Consequently, the ionogel demonstrates promising potential as a
self-powered piezoelectric pressure sensor, rendering it suitable for
monitoring human physiological signals. It effectively converts
mechanical energy generated during human activities into electrical
energy, which can be further translated into discernible electrical
signals. An advanced ion-piezoelectric self-drive wearable health
monitoring sensor (P-iskin) was developed, whose device structure
parallels that of C-iskin (see the Figure S16 for its corresponding
equivalent circuit diagram). The piezoelectric potential generated by
the piezoelectric ion effect is regarded as the internal power supply to
provide guarantee for the normal operation of the device.

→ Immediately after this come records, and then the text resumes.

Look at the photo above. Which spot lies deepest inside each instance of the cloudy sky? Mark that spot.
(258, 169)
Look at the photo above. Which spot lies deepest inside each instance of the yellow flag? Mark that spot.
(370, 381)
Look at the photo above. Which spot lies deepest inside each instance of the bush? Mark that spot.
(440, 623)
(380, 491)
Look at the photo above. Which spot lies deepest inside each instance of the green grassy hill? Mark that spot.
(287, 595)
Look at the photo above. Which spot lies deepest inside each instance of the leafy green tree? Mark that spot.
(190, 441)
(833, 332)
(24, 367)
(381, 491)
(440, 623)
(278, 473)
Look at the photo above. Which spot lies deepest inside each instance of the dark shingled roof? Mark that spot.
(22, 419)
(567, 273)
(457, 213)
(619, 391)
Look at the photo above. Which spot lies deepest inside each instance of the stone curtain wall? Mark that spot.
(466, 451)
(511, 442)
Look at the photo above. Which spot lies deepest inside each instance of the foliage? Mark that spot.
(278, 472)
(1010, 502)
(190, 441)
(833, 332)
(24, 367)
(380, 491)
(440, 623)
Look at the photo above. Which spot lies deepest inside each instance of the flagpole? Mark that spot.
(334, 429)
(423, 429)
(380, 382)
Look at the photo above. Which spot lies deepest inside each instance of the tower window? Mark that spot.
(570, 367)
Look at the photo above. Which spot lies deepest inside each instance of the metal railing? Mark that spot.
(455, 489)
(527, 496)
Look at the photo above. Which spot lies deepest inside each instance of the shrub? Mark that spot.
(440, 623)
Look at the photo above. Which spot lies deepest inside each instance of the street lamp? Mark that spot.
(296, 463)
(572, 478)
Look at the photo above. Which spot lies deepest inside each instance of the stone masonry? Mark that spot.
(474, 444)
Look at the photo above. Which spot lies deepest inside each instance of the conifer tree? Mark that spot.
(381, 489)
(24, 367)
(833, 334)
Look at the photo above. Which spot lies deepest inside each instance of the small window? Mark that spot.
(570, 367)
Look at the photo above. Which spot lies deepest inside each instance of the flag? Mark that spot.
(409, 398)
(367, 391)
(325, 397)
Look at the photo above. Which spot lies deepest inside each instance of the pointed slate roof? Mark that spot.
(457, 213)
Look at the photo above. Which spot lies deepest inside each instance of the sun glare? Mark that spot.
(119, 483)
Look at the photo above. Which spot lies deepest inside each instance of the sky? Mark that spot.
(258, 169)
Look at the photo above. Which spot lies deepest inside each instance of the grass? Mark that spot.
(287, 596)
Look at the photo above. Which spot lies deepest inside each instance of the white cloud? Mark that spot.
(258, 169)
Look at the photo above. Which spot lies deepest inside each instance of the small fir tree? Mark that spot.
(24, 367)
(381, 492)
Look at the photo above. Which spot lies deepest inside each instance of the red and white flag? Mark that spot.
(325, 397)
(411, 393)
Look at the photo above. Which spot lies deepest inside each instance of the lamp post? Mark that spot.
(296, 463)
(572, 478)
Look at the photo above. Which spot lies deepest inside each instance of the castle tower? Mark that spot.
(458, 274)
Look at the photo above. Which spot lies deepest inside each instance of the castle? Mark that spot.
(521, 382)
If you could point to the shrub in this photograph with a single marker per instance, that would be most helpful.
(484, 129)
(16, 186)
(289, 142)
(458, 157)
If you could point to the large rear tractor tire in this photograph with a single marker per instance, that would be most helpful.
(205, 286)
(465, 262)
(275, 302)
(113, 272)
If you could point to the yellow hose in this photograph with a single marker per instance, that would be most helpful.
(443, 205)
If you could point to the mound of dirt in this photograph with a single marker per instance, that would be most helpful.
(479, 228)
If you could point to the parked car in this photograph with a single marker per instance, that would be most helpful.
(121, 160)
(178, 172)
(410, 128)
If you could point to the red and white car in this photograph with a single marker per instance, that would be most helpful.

Firstly, the P-iskin was employed to monitor the recovery motion
generated by the arm activity of a volunteer who had undergone surgery
for a fractured right arm three months ago. The volunteer executed a
series of successive flexion-extension-flexion movements, with the
corresponding output electrical signal curve displayed (Figure 5f). Each
elevated peak observed in the curve represents a complete cycle, wherein
a slight upward spike is noticeable, which can be attributed to muscle
tremors that occur due to incomplete recovery of the bones following the
surgical intervention. As a control measure, the P-iskin device was
utilized to monitor the activity of the healthy left elbow joint of the
volunteer. And it can be observed that the electrical signal curve for
each action cycle exhibits exceptional smoothness, devoid of any
spurious peaks (Figure 5g).
In addition, by placing P-iskin on the stationary elbow and performing
clenched and relaxed fist motions with the right and left hand
respectively (Figure S17a-b), it is used to monitor the recovery
progress of the injured arm. It is evident from the action cycle of the
right hand that muscle tremor persists in the injured hand and peaks are
observed, whereas the left hand presents a relatively smooth pattern
without any false peaks. P-iskin can be placed on skin scars and further
used to monitor the recovery of injured skin growth in human body, which
demonstrates the superior ability of P-iskin to monitor motion in normal
skin and scarred skin. The above research demonstrates that the device
can provide certain assistance for medical rehabilitation and guidance
for building a wearable health monitoring system and family
self-reconstruction, and avoid secondary harm to oneself during the
reconstruction process.
With the rapid advancements in technology, wearable robots are
undergoing remarkable progress and becoming increasingly prevalent in
our daily lives. Our research has revealed that P-iskin holds immense
promise in the realm of robotic action recognition (Figure S18). We
securely attached the P-iskin to the robot’s feet and proceeded to
execute a series of maneuvers, including front and back somersaults,
lateral sliding, and walking. Figure S18a presents the output signal
diagram capturing the robot’s somersaults. The illustration below
displays the action signal detected by the P-iskin throughout an action
cycle. Notably distinct, the variations in the output signal enable
accurate judgment of the corresponding actions based on these
discernible patterns. Figure S18b-c exhibits the step signals of the
robot’s lateral sliding and walking movements. Each peak corresponds to
a distinct walking step, and the consistent shape of these peaks
signifies the remarkable stability of P-iskin. This implies its
potential for reliable recognition of the robot’s walking states.